Hoje à noite, foi ele quem a forçou contra a vontade dela. Quem a beijou sem permissão. Quem rasgou suas roupas. Quem deixou as mãos passearem… Quase cruzando a linha.
Ela tinha tentado, desesperadamente, afastá-lo. Chamou seu nome, tentou acordá-lo.
Mas ele estava longe demais, sua força era esmagadora. Sua resistência foi completamente inútil.
Se esta noite não era culpa dela, então, por mais que ele se odiasse, não tinha direito de culpá-la.
James fechou os olhos, atormentado. Demorou muito até que ele conseguisse dizer, com a voz rouca:
“Me desculpe.”
“Hã?”
Lily congelou.
O frio que emanava dele era tão aterrorizante que ela pensou que ele a desprezava, que a expulsaria da família Luke, contaria o que aconteceu para Grace e os outros, e garantiria que ninguém mais quisesse ter qualquer relação com ela.
Estava acostumada a ser culpada, a ser repreendida ao menor sinal de problema. Não esperava que ele pedisse desculpas.
Ainda atônita, ouviu sua voz novamente, baixa e rouca, carregada de dor e repulsa.
“Hoje à noite, agi contra sua vontade e fiz algo inaceitável.
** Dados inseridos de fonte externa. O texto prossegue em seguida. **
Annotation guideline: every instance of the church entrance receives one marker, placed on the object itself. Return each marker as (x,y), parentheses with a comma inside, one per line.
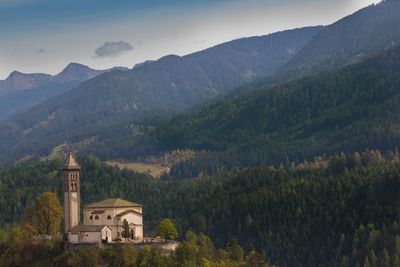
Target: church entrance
(132,234)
Se quiser chamar a polícia, ou precisar de alguma compensação, aceitarei qualquer decisão sua.”
Os olhos de Lily se arregalaram, incrédulos.
Ela nunca imaginou que James sugeriria chamar a polícia contra si mesmo.
A família Luke a tratava tão bem. E ele não tinha feito por mal. Não havia como denunciá-lo.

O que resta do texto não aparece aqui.